Understanding Latent Dirichlet Allocation (2) The Model
In the last article, topic models frequently used at the time of development of LDA was covered. At the end of the post, I briefly introduced the rationale behind LDA. In this post, I would like to elaborate on details of the model architecture.
This article is the second part of the series “Understanding Latent Dirichlet Allocation”.
Generative process
Suppose we have a corpus with vocabulary of size $V$ and every words $w$ and every topics $z$ are one-hot encoded (i.e. $w^i=1$ and $w^j=0, j\ne i$ if $w$ is the i-th term in the vocabulary). Define a document $\mathbf{w}$ as a finite sequence of $N$ words
\[\mathbf{w} = (w_1, \cdots, w_N)\]and denote a corpus $D$ of $M$ documents
\[D = \{\mathbf{w}_1, \cdots, \mathbf{w}_M\}.\]For $k$ prespecified number of topics, LDA assumes that a $d$-th document $\mathbf{w}_d \in D$ with length $N_d$ is “generated” in the following steps1:
- $\theta_d \sim \mathcal{D}_k(\alpha)$. The multinomial parameter $\theta_d \in \mathbb{R}^k$ is drawn from $k$-dimensional Dirichlet distribution.
- For each words $w_{dn}, n=1,\cdots,N_d$ in the document:
- $z_{dn} \sim \mathcal{M}_k(1, \theta_d)$. A topic $z_{dn}$ for a word $w_{dn}$ is drawn from $k$-dim multinomial distribution.

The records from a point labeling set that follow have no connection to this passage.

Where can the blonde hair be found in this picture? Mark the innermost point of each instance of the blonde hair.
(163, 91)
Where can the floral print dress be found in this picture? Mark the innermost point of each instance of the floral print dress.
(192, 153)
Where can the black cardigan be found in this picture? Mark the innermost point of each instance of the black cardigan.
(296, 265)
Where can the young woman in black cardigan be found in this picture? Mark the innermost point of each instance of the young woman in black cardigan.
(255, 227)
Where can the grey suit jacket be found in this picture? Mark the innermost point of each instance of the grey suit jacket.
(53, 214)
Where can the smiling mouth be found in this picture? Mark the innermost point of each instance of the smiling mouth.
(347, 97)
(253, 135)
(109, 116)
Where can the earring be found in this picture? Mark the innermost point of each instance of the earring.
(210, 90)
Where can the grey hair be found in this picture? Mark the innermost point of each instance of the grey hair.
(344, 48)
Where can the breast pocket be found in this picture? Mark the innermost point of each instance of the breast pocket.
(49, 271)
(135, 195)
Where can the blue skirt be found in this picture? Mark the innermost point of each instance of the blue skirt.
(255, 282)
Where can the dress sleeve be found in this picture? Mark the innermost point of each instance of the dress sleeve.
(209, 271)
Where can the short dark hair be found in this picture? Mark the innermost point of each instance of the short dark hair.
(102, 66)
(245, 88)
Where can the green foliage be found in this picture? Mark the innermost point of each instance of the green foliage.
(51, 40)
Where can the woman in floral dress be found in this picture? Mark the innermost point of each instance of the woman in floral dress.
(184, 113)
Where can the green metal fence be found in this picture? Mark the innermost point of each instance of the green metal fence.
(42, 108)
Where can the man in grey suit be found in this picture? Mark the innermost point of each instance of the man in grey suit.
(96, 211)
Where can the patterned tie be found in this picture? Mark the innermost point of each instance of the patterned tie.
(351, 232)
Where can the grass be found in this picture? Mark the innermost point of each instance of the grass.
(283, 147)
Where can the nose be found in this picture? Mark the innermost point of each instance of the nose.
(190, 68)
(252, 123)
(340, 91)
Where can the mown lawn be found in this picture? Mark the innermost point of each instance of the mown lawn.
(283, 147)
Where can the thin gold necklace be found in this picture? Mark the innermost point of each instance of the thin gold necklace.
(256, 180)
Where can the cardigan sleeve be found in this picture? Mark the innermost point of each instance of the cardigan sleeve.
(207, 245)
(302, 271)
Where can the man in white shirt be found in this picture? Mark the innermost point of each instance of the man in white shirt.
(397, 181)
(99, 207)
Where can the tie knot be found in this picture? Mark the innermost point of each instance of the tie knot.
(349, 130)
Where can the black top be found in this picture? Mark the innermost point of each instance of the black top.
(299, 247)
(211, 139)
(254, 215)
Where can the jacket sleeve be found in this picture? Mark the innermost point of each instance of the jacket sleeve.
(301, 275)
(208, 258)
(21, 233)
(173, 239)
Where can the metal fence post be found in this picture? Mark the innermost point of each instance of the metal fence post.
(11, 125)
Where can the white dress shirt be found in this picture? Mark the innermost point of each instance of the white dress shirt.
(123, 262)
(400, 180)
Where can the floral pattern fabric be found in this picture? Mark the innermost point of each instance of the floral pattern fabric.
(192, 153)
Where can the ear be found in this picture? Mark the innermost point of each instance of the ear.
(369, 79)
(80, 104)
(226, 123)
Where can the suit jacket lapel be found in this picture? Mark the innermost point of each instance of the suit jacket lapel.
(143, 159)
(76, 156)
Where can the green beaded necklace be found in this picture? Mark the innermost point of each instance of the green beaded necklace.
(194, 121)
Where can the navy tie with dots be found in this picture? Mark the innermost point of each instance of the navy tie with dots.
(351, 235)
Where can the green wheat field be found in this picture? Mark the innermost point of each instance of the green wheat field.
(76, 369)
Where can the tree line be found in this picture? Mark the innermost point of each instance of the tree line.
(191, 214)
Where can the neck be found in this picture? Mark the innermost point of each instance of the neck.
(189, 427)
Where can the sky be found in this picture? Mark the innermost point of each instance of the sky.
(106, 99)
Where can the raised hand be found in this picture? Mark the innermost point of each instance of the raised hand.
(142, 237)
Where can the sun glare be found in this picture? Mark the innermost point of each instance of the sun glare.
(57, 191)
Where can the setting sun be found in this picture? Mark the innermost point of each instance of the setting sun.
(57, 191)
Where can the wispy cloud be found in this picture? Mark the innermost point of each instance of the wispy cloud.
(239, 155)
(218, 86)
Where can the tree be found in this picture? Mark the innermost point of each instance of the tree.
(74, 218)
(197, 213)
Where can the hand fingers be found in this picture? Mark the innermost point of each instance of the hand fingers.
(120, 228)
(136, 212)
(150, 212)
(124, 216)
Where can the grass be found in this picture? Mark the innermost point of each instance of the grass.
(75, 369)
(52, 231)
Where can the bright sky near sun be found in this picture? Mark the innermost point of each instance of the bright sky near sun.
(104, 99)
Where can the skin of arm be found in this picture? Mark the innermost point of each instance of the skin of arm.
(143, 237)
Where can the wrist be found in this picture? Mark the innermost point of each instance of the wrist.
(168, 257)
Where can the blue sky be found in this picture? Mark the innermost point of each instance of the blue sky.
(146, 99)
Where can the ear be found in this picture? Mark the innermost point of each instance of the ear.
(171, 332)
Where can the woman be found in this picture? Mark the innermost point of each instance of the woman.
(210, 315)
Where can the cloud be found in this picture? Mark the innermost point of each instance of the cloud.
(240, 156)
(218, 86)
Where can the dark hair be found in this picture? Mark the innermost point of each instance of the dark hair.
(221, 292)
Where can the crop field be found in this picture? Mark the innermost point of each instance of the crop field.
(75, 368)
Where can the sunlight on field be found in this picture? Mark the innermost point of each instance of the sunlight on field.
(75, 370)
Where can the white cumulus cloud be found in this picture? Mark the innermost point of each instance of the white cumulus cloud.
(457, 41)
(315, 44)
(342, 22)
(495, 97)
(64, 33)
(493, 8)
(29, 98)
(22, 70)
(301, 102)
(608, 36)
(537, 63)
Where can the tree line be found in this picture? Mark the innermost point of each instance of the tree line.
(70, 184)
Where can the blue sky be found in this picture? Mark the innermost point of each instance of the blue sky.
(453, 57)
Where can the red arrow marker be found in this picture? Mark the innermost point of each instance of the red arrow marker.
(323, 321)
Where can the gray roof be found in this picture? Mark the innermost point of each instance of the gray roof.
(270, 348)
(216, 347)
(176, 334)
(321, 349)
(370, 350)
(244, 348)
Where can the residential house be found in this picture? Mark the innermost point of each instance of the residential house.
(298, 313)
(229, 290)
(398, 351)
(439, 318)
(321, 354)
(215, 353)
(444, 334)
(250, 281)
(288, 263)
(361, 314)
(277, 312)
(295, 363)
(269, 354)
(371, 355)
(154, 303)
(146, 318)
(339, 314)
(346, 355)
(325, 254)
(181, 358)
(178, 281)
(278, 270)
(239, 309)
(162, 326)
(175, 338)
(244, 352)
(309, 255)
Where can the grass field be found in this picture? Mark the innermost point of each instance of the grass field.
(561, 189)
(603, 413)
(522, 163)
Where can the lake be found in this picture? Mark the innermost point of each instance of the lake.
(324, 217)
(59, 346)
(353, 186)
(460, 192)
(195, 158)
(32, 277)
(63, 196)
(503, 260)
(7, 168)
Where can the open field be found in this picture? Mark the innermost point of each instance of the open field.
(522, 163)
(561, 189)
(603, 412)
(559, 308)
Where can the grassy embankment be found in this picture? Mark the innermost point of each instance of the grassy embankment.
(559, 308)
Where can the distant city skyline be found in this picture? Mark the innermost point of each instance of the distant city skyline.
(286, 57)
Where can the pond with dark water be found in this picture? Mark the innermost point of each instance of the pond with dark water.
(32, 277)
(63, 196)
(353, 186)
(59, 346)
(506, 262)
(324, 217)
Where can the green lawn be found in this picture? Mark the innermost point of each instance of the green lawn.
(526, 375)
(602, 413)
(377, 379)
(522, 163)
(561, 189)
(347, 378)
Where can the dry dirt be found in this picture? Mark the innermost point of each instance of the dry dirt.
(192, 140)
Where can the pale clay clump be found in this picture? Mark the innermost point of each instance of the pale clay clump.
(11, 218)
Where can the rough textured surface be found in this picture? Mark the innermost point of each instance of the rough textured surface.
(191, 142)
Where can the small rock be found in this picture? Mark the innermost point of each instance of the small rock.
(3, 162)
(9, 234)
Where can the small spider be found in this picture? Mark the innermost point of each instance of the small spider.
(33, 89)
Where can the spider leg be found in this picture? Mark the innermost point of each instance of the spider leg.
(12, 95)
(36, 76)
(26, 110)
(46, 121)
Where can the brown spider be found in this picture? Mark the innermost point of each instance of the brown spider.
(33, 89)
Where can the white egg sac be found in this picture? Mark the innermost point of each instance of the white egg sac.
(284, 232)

- $w_{dn} | z_{dn}, \beta \sim \mathcal{M}_V(1, \beta_{i:z_{dn}^i=1})$. A word $w_{dn}$ given the topic $z_{dn}$ is drawn from $V$-dim multinomial distribution.
$\alpha \in \mathbb{R}^k, \beta \in \mathbb{R}^{k \times V}$ are hyperparameters that is common to all of the documents in a corpus. $\beta$ is an unknown constant that satisfies $\beta_{ij} = P(w^j=1|z^i=1)$. That is, given a topic $z$ such that $z^i = 1$, probability of $w_n$ given $\beta$ follows multinomial distribution with parameter $\beta_i$.

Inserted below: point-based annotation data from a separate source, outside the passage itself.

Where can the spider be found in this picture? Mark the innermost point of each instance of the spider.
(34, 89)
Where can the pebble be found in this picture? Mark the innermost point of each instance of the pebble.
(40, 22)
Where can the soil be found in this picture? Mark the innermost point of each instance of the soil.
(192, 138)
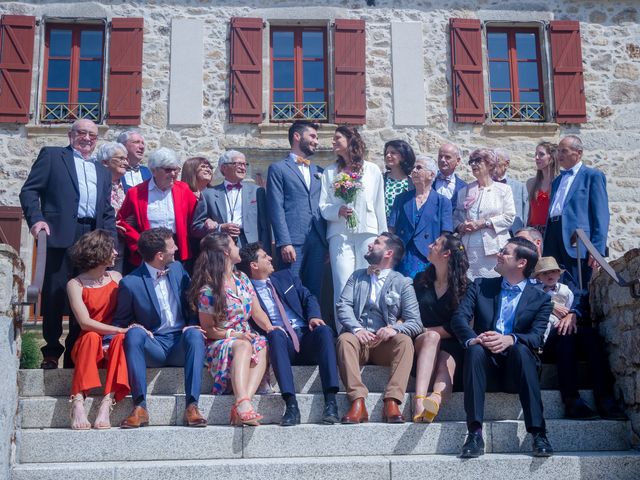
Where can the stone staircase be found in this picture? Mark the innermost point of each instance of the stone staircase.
(47, 449)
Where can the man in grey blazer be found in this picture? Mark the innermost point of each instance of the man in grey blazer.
(379, 314)
(234, 207)
(520, 196)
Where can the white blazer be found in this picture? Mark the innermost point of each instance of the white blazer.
(368, 205)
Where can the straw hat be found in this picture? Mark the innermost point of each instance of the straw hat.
(546, 264)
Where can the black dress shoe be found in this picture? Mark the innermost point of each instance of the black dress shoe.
(473, 447)
(330, 413)
(541, 445)
(291, 416)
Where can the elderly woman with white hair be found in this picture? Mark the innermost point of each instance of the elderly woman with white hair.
(161, 201)
(420, 216)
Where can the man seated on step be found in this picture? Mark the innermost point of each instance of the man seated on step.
(164, 332)
(510, 315)
(302, 338)
(379, 315)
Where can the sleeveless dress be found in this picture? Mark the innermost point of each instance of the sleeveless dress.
(93, 350)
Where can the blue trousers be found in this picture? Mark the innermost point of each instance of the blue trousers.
(176, 349)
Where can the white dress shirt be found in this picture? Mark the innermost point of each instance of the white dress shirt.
(160, 209)
(87, 185)
(563, 189)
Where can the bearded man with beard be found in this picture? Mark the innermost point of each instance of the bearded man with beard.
(293, 194)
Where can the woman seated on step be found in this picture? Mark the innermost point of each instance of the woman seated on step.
(92, 297)
(439, 290)
(225, 299)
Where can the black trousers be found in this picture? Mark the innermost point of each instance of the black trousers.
(514, 371)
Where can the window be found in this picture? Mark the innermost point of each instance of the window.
(515, 83)
(298, 74)
(73, 73)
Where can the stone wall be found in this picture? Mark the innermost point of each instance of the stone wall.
(611, 50)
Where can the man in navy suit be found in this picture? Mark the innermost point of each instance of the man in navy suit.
(301, 337)
(293, 195)
(136, 172)
(510, 317)
(164, 331)
(447, 183)
(578, 200)
(67, 195)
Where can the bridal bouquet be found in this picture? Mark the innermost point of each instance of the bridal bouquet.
(346, 186)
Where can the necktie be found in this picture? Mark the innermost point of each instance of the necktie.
(302, 160)
(283, 315)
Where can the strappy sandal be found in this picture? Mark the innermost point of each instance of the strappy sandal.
(250, 417)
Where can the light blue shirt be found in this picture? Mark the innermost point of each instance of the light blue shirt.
(87, 185)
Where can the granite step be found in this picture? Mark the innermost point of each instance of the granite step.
(218, 442)
(53, 412)
(582, 465)
(170, 381)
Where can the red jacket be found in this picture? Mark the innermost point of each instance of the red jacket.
(133, 217)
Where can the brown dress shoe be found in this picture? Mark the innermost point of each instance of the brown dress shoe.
(391, 412)
(193, 417)
(139, 417)
(357, 413)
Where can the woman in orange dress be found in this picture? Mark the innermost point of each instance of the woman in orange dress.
(92, 296)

$\theta = (\theta_1, \cdots, \theta_M) \in \mathbb{R}^{M \times k}$ can be seen as the document-specific random topic matrix as $\theta_d$ generates topic for each words in $d$-th document as in the process.

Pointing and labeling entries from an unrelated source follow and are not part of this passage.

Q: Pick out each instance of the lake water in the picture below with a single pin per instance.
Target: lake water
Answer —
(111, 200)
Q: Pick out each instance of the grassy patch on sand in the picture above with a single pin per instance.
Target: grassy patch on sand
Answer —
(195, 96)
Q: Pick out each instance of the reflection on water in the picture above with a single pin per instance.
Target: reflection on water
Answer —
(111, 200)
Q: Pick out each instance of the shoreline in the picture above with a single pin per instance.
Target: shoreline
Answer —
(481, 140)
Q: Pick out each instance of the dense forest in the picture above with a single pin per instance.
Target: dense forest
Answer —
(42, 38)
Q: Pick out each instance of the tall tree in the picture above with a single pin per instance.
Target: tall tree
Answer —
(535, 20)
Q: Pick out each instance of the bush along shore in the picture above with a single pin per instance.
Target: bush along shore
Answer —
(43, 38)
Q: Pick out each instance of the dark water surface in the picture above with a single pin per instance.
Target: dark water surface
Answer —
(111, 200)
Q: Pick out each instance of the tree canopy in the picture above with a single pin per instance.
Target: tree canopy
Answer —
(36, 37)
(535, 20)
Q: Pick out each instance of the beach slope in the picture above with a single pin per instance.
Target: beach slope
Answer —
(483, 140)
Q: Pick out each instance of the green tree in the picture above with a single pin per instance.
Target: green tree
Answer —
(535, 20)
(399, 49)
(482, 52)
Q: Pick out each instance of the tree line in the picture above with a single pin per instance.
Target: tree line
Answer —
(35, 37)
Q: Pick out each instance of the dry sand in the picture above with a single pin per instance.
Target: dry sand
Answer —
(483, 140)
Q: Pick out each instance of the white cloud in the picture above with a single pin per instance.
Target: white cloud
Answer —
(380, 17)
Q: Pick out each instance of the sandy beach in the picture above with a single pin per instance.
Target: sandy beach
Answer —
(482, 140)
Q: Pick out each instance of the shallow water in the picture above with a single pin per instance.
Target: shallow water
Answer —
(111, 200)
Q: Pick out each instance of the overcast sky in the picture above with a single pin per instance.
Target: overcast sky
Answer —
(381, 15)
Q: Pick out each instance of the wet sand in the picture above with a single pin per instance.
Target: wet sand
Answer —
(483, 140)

Blei et al. presented a graphical representation of the model. This helps understanding the structure as it illustrates the “scope” of each parameters. Only the words $w_{dn}$’s, that are filled with grey, are observable. Note that each word $w$ is generated by $z$ which is generated by $\theta$ which is again generated by $\alpha$; This makes LDA a three-level hierarchical model.
Mixture representations
In the previous article, I mentioned that under LDA model both words and documents can be represented as mixture distributions by de Finetti’s theorem. This property takes full advantage of bag-of-words assumption to reduce the number of parameters in large corpus and makes LDA a proper document model. Here, I would like to elaborate on it.
Words
By marginalizing over topics $z$, the word distribution is given by
\[P(w_{dn}|\theta_d, \beta) = \sum_z P(w_{dn}|z, \beta) P(z|\theta_d),\]where it is a mixture distribution of mixture weights $P(z|\theta_d)$ and components $P(w_{dn}|z,\beta)$.
Documents
We assumed in LDA that words are generated by topics and topics are exchangable within a document. Thus the joint density of $\theta_d, \mathbf{z}_d, \mathbf{w}_d$ is
\[p(\theta_d, \mathbf{z}_d, \mathbf{w}_d|\alpha, \beta) = P(\theta_d|\alpha)\prod_{n=1}^{N_d} P(z_{dn}|\theta_d)p(w_{dn}|z_{dn}, \beta)\]Marginalize it over $z$ and use the mixture representation of word distribution to get
\[p(\theta_d, \mathbf{w}_d | \alpha, \beta) = P(\theta_d|\alpha)\prod_{n=1}^{N_d} P(w_{dn}|\theta_d, \beta).\]Marginalize again with respect to $\theta_d$ and we get the continuous mixture representation of the document $\mathbf{w}_d$
\[p(\mathbf{w}_d | \alpha, \beta) = \int P(\theta_d|\alpha)\prod_{n=1}^{N_d} P(w_{dn}|\theta_d, \beta) ~d\theta_d,\]where $P(\theta_d|\alpha)$ are weights and $\prod_{n=1}^{N_d} P(w_{dn}|\theta_d, \beta)$ are components.
References
- Blei, Ng, Jordan. 2003. Latent Dirichlet Allocation. Journal of Machine Learning Research. 3 (4–5): 993–1022.
-
The number of words in a document is determined by Poisson distribution ($N \sim \mathcal{P}(\xi)$). I omitted this part because $N$ is an ancillary variable and it does not make the model description different even if it is considered as a constant. ↩